Piel De Cristal (Libro 1)
Cuando era pequeña nunca me imaginé cuánto sería el anhelo por sentir el roce de un hombre. Era como una niña que no podía ver el sol, a oscuras del mundo real; pensaba y actuaba como niña, sin noción de las ambiciones que el futuro conllevaría. Después de todo nacimos con la necesidad de amar y ser amados.
Mi piel fue el dulce captor que reprimió mis deseosas ansias por vivir como cualquier chica de mi edad querría; nada de fiestas mixtas o acercarme demasiado a los chicos, y principalmente nada de contacto físico, nunca, eso estaba legal mente prohibido. Odiaba las reglas aún cuando estás servían para mantenerme segura.
Solo me preguntaba ¿Cuándo comenzaría a vivir? Porque, a pesar de estar viva, no vivía de verdad. O eso pensé hasta que él apareció y todo en mi vida despertó de la oscuridad en la que vivió.
...★...
Nacer pudo haber sido una condena para mí, pero no me dolía pensar así —tuve esos ataques de crisis existencial—, a mi madre adoptiva le dolía que yo pensara así ¿Por qué a todo el mundo le duele pensar así?
—Dile que la amas—, repetí mientras las lágrimas se deslizaban por mis mejillas y el almohadón de mi cama servía de consuelo.

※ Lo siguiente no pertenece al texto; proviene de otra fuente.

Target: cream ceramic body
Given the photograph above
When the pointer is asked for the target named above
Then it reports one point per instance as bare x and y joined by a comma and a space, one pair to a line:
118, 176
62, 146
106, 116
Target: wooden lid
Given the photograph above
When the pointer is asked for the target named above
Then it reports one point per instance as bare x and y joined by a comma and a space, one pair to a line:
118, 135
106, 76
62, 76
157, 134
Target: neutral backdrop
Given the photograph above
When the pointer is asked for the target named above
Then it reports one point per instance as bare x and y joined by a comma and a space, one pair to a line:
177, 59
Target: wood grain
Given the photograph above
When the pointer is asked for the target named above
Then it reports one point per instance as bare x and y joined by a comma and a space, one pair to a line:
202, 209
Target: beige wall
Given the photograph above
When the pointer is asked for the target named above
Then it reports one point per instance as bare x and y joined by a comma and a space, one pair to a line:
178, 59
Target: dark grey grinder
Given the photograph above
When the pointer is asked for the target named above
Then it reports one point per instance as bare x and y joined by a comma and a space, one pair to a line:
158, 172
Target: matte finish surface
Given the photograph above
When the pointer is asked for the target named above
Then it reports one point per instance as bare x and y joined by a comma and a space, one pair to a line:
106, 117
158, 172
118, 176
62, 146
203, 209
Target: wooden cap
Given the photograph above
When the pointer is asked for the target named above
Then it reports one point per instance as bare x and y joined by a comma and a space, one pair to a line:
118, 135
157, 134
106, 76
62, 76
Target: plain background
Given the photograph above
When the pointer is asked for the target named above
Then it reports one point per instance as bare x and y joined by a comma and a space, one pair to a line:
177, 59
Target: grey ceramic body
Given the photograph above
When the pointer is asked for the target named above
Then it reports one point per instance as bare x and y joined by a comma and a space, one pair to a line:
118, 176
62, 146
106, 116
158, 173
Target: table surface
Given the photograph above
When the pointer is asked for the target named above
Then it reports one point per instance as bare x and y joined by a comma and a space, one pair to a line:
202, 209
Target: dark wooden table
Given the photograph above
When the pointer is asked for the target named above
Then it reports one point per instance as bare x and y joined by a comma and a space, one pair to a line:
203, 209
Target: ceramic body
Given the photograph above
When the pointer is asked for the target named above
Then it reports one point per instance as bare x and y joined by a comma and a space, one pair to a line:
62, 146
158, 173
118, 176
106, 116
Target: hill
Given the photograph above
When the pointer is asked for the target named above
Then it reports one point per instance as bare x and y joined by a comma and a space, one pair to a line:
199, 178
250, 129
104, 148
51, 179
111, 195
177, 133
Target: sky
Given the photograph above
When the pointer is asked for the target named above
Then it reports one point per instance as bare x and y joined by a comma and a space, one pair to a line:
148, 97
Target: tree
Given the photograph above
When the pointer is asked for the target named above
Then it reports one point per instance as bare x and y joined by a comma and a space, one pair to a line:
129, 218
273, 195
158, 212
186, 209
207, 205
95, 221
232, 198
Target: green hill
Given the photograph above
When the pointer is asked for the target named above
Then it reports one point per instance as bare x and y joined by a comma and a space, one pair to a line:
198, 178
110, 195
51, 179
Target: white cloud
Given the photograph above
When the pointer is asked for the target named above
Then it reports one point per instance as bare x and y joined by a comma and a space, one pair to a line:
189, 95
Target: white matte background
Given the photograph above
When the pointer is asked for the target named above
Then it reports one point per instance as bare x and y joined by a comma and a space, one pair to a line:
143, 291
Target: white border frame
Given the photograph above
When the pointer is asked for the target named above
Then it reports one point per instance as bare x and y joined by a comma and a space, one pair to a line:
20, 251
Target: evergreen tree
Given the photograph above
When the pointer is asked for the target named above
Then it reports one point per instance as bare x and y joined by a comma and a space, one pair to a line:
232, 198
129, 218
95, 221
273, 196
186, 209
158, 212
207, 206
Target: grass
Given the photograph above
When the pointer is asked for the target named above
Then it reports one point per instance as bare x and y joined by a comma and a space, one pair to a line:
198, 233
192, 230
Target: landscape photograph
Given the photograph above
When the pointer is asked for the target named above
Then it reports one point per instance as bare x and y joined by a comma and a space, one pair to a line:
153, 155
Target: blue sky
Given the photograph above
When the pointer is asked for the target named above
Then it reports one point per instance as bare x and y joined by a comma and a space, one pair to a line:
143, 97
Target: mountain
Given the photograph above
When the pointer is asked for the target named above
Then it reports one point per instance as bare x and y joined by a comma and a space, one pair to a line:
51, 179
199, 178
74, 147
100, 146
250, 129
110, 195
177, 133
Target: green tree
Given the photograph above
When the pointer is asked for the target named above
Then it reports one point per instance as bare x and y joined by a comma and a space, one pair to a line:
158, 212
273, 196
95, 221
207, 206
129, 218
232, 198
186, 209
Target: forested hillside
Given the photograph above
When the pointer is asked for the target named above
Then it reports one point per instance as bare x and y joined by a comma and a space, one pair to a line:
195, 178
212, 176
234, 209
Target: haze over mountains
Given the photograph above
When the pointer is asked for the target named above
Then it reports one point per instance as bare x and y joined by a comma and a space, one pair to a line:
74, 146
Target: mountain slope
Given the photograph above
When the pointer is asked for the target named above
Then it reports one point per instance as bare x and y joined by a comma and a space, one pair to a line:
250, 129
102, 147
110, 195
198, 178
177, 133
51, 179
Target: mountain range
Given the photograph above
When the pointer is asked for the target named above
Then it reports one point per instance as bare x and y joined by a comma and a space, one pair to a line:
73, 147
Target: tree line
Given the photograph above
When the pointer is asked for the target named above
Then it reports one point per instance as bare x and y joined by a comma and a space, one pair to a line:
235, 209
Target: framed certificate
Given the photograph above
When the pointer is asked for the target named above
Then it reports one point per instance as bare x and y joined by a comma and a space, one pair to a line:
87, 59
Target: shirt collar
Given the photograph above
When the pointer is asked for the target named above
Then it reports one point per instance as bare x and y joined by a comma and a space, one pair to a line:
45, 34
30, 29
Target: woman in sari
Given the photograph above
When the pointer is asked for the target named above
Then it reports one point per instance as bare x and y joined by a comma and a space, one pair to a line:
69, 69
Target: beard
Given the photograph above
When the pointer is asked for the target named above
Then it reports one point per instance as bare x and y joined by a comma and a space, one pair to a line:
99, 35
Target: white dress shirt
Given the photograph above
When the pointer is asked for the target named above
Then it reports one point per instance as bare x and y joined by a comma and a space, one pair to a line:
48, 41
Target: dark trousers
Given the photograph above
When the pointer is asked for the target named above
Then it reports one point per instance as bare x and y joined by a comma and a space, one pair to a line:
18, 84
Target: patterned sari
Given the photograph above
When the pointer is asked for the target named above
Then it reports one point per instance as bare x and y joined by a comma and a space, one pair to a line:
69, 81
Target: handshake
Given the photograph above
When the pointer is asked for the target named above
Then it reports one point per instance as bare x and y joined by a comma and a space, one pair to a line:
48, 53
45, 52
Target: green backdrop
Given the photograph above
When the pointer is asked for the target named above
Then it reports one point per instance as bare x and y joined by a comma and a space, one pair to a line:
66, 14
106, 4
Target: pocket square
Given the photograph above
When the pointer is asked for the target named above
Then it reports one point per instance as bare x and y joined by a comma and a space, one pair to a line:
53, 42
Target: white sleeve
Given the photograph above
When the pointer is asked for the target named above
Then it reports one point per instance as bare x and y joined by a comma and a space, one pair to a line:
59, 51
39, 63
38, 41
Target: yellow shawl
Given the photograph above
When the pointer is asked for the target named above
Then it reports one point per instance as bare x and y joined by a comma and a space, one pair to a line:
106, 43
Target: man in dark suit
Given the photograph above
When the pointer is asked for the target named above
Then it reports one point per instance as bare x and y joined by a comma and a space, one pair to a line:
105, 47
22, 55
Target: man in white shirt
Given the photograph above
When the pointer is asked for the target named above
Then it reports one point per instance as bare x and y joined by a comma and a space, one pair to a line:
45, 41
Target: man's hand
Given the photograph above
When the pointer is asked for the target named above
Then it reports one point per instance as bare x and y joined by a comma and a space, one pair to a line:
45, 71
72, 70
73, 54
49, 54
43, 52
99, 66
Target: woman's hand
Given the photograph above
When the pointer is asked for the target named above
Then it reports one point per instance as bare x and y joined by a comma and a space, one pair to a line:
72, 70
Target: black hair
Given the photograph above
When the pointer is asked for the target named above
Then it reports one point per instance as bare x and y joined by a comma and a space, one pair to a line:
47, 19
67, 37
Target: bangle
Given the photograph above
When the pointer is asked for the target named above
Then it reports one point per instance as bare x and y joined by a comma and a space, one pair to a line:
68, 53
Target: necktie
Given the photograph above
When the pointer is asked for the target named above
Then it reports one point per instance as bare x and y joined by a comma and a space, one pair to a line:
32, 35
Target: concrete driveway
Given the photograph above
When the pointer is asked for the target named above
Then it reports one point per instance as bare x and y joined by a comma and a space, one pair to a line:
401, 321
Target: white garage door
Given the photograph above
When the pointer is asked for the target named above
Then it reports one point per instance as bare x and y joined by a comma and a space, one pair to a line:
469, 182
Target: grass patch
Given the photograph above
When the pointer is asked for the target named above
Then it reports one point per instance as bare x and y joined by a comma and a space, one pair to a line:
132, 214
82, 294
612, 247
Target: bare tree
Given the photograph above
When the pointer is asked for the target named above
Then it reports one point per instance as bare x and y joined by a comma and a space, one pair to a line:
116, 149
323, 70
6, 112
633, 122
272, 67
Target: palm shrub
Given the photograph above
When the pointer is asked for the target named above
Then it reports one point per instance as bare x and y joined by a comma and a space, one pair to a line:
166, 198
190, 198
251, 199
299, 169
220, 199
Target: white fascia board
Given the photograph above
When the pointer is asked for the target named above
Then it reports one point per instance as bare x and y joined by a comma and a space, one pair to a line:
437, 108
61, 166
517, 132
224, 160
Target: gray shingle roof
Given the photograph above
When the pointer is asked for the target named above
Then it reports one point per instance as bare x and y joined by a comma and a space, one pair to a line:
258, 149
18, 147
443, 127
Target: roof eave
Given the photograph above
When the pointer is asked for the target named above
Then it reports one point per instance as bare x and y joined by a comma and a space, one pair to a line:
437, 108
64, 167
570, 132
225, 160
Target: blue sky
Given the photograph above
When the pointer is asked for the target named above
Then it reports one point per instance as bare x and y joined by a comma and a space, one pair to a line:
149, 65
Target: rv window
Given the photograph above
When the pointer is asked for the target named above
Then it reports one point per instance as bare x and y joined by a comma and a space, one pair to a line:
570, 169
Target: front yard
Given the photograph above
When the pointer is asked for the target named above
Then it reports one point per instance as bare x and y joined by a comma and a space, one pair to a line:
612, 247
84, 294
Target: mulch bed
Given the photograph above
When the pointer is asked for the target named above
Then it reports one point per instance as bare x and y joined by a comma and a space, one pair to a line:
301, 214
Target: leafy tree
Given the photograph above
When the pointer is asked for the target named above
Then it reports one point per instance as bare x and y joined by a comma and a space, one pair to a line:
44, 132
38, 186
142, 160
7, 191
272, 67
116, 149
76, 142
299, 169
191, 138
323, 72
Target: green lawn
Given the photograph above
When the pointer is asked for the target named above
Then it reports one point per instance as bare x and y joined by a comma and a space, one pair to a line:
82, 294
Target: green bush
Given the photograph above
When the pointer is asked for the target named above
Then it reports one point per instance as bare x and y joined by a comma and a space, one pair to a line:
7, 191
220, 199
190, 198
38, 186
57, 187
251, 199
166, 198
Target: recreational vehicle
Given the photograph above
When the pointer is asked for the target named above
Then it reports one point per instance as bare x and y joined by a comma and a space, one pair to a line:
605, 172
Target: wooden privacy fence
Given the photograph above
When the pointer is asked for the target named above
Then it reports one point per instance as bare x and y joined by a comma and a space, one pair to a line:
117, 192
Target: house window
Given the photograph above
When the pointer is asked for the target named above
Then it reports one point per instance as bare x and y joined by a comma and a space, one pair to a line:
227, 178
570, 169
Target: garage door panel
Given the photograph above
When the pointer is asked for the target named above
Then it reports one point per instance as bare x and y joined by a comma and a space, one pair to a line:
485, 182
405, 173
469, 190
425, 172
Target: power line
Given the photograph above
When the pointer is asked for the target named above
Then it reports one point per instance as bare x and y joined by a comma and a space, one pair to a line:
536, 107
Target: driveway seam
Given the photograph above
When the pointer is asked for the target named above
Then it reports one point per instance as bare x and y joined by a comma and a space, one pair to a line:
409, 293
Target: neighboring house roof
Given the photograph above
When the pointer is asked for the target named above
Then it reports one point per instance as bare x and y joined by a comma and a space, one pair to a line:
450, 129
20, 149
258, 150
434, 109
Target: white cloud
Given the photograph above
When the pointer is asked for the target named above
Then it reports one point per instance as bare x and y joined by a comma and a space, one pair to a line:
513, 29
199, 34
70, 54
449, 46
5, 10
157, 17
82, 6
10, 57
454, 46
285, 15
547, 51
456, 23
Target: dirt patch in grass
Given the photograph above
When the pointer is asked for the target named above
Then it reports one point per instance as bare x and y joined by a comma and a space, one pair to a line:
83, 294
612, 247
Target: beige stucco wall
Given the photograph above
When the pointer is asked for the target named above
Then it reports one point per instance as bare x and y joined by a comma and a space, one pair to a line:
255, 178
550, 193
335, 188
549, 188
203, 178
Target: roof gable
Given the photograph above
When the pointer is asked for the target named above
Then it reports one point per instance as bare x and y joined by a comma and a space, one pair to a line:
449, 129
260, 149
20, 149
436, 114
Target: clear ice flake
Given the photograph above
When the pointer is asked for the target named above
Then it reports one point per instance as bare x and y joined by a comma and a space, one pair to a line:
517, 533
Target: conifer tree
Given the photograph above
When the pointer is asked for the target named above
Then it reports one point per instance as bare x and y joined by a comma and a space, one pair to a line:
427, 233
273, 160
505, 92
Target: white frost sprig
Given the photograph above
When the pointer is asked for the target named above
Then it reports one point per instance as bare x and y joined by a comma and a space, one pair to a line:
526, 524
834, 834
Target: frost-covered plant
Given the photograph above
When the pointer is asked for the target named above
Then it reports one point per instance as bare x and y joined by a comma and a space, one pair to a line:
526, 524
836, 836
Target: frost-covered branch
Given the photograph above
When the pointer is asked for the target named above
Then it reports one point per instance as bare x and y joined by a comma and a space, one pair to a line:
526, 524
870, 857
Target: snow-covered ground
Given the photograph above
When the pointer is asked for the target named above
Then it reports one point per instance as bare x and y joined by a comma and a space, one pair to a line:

Sí, esa era yo en mis dieciséis años.
¿La razón?
No puedo tocar a los hombres.
Extendí mi mano hacia la pantalla de la tableta —con la película de orgullo y prejuicio—, con la idea de sentir el roce de su piel, el calor de un hombre. Al final terminaba sonrojada como un tomate.
Tuve esos arranques de emocionales encontradas en cada película romántica, que vergüenza. El hecho de que las películas fueran una mentira también me afectaba, siendo mi terapia y el cable a tierra que mi corazón necesitaba de vez en cuando. El piano también fue una gran terapia qué con el tiempo logré desarrollar bien, me fascinaba interpretar a Faouzia. Pese a gustarme terminé por abandonarlo con la escusa de que me complicaba las visitas al hospital, cuando en realidad me producía una profunda sensación de nostalgia «nunca se lo dije a nadie». Fue la escusa perfecta.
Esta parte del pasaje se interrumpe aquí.